I am going to have a full chapter on this in the upcoming book, but the final guilt lesson- it's okay to feel GOOD after a loss. That seems to be a well of guilt for some. When a spouse dies, for example, and it's been the right amount of time- that only YOU will feel- and you're ready to date, or enjoy yourself with friends, or even laugh again, there's nothing to punish yourself for in doing so. You deserve to be happy. You are living, in the moment, in the now, and in the reality that you have the capacity to love, laugh, and be yourself. You, as a human, and as a living breathing person, have the right to enjoy moments. Maybe they are small at first, but you are entitled to them. And, you don't need to tell yourself that you don't get to have these moments simply because someone in your life is no longer there. They had time to laugh when they wanted to, and now they are gone. It's an honor of the memory of someone we cared about to laugh at what once made us happy.
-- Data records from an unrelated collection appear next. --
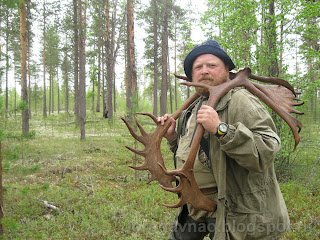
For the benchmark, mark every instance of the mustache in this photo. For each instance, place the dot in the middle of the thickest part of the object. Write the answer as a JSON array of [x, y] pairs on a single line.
[[208, 77]]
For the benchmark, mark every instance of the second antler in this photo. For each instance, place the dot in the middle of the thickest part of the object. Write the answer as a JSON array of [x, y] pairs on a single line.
[[280, 98]]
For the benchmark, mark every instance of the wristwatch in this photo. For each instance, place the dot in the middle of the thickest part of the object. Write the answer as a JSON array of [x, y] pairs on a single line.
[[222, 129]]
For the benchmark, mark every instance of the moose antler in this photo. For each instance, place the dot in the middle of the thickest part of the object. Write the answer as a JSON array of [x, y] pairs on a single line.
[[152, 141], [277, 98]]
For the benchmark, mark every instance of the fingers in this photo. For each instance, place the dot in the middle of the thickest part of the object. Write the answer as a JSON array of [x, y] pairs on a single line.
[[163, 118]]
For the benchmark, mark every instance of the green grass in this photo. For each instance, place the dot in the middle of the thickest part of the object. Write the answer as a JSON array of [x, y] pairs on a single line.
[[100, 197]]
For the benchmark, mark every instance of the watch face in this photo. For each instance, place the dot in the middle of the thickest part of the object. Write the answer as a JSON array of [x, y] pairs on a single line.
[[223, 128]]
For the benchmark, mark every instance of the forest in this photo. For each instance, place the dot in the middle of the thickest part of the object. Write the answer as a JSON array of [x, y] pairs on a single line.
[[71, 69]]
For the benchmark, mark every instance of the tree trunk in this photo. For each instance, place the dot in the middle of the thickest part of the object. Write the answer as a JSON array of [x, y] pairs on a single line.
[[1, 191], [164, 81], [23, 53], [271, 37], [82, 70], [76, 58], [99, 81], [155, 57], [131, 65], [109, 110], [44, 63], [7, 62]]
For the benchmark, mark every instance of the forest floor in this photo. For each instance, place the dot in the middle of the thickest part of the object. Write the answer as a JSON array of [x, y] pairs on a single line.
[[58, 187]]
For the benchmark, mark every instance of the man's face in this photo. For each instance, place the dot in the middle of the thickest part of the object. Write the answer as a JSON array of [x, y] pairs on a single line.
[[209, 69]]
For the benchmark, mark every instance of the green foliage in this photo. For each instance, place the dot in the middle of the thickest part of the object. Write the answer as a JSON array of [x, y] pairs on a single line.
[[98, 196], [22, 106], [11, 3]]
And, you deserve to be in the now. The now is only guarantee we have. Enjoy the sound of the world behind you, the feel of the chair below you, and the smells, or textures around you. You are alive. Enjoy that. It's you being you, and no one can punish you for that except YOU. And why? Why punish yourself for being alive? It's something we have for such a short time. Guilt won't help you get through your day. It will only feed the idea that you don't deserve to live in the now. In fact, YOU DO. It may be painful some days, but that reminds us we are human.
And humanity is the power of free thinkers everywhere.